ABD Yönetimi ve Gazze Faciası: Uyarıları Görmezden Gelen Ortaklık
Geçen ekim ayında, İsrail’in Gazze’deki binlerce sivilin hayatına mal olan saldırılarını başlatmasıyla, birçok ABD’li yetkilinin gizli e-postalar aracılığıyla hükümeti uyardığı ortaya çıktı. Yetkililer, kitlesel tahliyenin insani bir felaket olacağını ve uluslararası hukuku ihlal ederek savaş suçu suçlamalarına yol açabileceğini belirttiler. Reuters, krizin başlamasından sadece birkaç gün sonra, 11-14 Ekim tarihlerinde ABD yönetim yetkilileri arasında üç e-posta dizisini inceledi. ABD hükümetinin etkisiz kaldığını belirten yetkililer, savaş süresince tek tek istifalarını açıkladılar.
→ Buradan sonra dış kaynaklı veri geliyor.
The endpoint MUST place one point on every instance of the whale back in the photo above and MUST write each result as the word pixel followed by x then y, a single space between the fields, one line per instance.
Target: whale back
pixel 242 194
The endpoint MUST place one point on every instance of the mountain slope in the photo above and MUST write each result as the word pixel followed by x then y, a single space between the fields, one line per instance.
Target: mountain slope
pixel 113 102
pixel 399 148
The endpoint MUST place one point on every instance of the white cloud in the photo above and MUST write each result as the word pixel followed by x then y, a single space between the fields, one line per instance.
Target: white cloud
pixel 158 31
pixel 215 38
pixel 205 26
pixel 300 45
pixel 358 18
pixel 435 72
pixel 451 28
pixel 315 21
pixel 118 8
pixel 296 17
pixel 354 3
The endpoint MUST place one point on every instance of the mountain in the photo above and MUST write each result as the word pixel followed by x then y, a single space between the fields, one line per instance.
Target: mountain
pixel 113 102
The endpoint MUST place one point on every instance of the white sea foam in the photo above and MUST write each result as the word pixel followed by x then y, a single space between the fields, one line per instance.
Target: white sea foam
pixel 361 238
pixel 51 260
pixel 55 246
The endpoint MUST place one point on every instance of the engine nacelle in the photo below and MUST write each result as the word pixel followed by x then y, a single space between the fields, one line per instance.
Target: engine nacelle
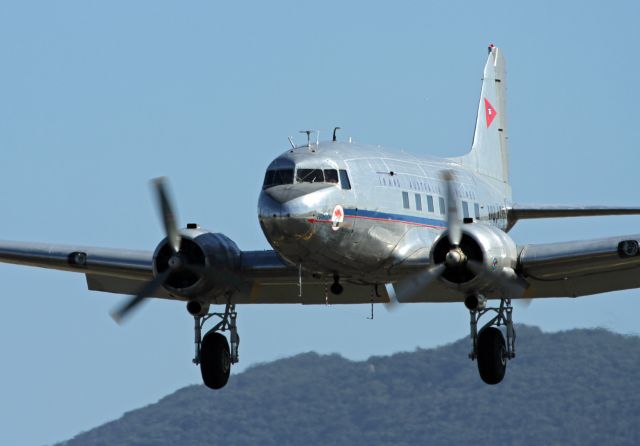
pixel 485 244
pixel 210 260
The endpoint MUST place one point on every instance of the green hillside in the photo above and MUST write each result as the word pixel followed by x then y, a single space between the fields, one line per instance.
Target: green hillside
pixel 567 388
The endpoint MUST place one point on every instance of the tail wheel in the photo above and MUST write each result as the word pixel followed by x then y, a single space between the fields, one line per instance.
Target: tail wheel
pixel 492 355
pixel 215 360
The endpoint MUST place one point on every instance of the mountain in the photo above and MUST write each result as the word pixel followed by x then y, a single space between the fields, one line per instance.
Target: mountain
pixel 565 388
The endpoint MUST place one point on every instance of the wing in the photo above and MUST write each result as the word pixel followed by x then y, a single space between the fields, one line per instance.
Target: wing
pixel 266 278
pixel 580 268
pixel 524 212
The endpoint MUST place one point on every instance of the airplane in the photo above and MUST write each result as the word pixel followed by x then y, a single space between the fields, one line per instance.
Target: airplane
pixel 360 224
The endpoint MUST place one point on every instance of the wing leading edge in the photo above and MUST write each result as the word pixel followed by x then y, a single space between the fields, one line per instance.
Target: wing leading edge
pixel 580 268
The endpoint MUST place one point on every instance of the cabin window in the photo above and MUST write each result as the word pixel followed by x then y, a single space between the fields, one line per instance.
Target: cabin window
pixel 405 200
pixel 465 209
pixel 276 177
pixel 331 176
pixel 309 176
pixel 418 202
pixel 429 203
pixel 344 180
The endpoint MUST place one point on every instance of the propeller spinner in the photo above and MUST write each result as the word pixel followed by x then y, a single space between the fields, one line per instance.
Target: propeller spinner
pixel 455 259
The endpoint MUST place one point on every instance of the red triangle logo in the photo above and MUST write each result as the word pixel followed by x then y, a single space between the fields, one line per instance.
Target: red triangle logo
pixel 489 112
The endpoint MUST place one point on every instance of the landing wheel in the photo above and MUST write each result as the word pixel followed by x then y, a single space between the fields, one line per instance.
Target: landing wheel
pixel 492 355
pixel 336 288
pixel 215 360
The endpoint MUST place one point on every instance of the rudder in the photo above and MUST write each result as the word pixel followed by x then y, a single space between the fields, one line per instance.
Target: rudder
pixel 489 155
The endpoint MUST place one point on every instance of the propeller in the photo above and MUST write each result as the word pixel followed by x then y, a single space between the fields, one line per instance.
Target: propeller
pixel 413 286
pixel 176 262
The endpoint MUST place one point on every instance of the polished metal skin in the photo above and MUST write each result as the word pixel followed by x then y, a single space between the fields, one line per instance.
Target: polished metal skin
pixel 387 229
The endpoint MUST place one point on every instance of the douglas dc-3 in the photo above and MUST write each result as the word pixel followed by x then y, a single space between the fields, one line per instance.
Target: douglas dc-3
pixel 359 224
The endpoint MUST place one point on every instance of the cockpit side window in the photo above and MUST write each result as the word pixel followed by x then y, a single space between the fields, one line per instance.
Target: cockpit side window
pixel 277 177
pixel 344 180
pixel 331 176
pixel 310 176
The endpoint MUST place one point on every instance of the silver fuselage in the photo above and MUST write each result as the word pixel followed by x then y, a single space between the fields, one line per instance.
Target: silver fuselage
pixel 383 230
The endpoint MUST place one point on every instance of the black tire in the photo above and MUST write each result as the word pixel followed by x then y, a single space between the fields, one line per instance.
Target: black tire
pixel 492 351
pixel 215 360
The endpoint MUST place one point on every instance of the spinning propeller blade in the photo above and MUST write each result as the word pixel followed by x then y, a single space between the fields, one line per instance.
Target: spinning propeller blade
pixel 147 290
pixel 167 213
pixel 453 218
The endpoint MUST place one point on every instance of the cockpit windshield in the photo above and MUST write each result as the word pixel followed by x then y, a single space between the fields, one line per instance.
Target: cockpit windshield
pixel 317 176
pixel 277 177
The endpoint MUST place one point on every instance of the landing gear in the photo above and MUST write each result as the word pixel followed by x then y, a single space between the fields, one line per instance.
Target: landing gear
pixel 336 288
pixel 490 347
pixel 213 353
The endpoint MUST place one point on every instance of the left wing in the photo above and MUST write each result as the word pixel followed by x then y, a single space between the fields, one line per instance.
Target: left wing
pixel 580 268
pixel 518 212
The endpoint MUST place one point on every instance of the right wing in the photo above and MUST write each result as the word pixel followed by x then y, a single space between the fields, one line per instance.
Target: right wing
pixel 580 268
pixel 266 277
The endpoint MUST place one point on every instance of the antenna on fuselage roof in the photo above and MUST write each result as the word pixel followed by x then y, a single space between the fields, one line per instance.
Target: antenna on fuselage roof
pixel 308 133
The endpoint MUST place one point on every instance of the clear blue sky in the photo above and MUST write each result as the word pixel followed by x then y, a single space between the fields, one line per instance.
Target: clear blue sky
pixel 99 97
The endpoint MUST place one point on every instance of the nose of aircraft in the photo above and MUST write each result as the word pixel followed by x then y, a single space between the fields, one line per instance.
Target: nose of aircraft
pixel 285 215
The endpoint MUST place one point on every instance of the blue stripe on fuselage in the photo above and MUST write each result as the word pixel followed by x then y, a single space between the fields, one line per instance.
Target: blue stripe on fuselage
pixel 394 218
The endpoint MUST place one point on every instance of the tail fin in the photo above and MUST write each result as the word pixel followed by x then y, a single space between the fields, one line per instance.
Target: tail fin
pixel 489 154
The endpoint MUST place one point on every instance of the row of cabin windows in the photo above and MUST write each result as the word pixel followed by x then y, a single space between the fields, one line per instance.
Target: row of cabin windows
pixel 441 205
pixel 277 177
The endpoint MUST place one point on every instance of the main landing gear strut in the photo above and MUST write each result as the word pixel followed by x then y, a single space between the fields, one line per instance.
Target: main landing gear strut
pixel 489 345
pixel 213 353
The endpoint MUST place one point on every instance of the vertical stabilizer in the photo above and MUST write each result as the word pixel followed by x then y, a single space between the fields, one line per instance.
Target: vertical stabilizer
pixel 489 154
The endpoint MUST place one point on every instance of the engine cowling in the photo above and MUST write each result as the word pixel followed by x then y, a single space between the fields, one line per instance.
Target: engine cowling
pixel 484 244
pixel 209 264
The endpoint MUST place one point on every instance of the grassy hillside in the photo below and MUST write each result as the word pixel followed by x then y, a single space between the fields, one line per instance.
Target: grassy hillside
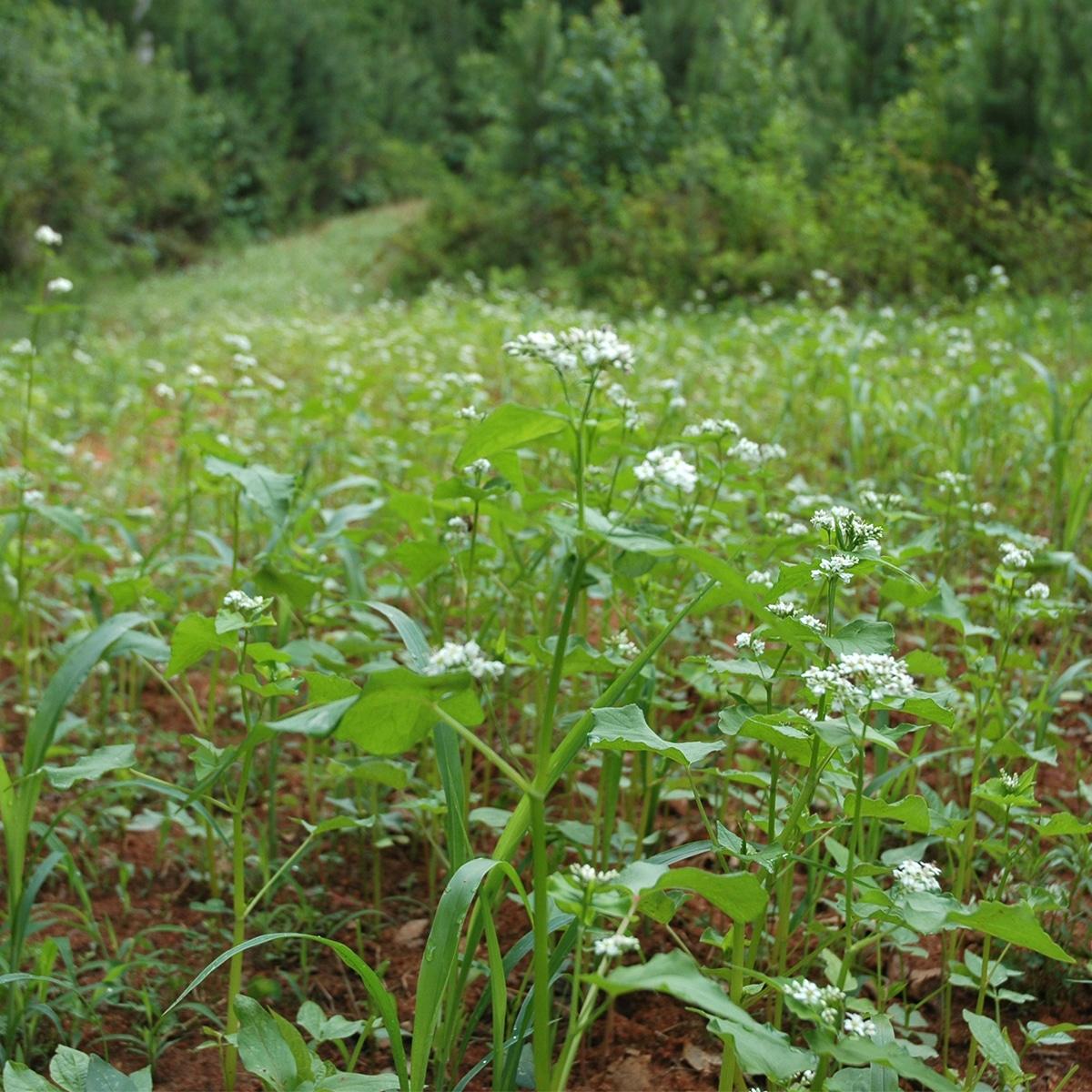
pixel 823 571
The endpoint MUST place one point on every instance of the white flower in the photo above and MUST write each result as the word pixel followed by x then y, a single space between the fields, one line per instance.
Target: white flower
pixel 850 530
pixel 468 655
pixel 667 468
pixel 917 876
pixel 1015 557
pixel 614 945
pixel 805 992
pixel 953 480
pixel 241 602
pixel 856 1025
pixel 47 236
pixel 753 453
pixel 824 1000
pixel 861 676
pixel 573 349
pixel 713 427
pixel 589 875
pixel 459 530
pixel 622 645
pixel 760 577
pixel 835 568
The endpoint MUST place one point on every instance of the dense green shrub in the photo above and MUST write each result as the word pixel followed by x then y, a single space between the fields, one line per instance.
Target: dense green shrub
pixel 632 151
pixel 905 151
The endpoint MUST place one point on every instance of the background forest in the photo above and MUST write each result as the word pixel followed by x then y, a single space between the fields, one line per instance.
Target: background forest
pixel 631 152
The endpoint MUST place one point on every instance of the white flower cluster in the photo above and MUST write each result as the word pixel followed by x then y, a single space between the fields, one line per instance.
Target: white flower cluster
pixel 713 429
pixel 573 349
pixel 667 468
pixel 856 1025
pixel 824 999
pixel 786 609
pixel 838 567
pixel 850 531
pixel 244 603
pixel 588 874
pixel 953 480
pixel 622 645
pixel 746 640
pixel 459 530
pixel 1015 557
pixel 47 236
pixel 756 454
pixel 469 655
pixel 861 676
pixel 917 876
pixel 614 945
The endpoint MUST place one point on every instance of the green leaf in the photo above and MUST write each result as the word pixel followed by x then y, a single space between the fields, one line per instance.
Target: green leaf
pixel 994 1043
pixel 855 1052
pixel 262 1047
pixel 625 539
pixel 102 1077
pixel 626 730
pixel 1062 824
pixel 380 997
pixel 771 730
pixel 194 637
pixel 862 636
pixel 93 765
pixel 69 1068
pixel 412 634
pixel 20 1078
pixel 1015 924
pixel 912 812
pixel 268 490
pixel 738 895
pixel 388 721
pixel 325 1029
pixel 948 606
pixel 509 426
pixel 760 1048
pixel 441 956
pixel 316 721
pixel 66 682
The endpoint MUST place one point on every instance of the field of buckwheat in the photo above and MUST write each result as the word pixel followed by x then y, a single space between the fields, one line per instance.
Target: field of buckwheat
pixel 470 693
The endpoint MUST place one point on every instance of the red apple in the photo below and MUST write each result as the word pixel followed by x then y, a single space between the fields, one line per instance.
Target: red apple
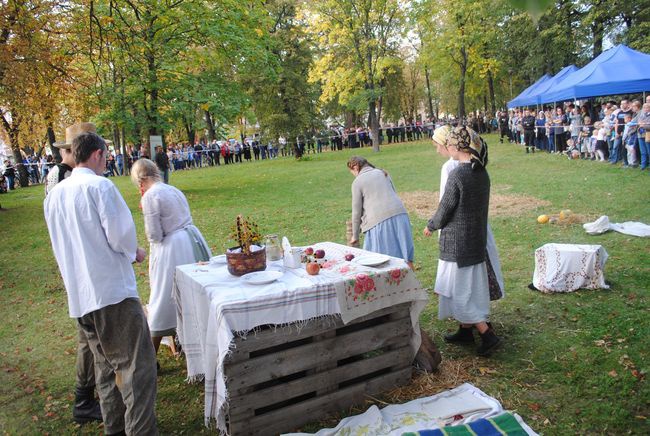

Bu sırada ABD Başkanı Biden’ın Gazze ile ilgili sözleri, İsrail Başbakanı Netanyahu’ya Hamas’a karşı geniş bir serbestlik tanıdı. Peki tüm uyarıları dikkate almayan ABD hükümeti, Gazze’deki faciaya adım adım nasıl ortak oldu?İsrail, geçen yıl ekim ayında Gazze’nin kuzeyine hava saldırıları düzenlemeye başlayarak bölgeden bir milyondan fazla Filistinlinin tahliyesini emretti.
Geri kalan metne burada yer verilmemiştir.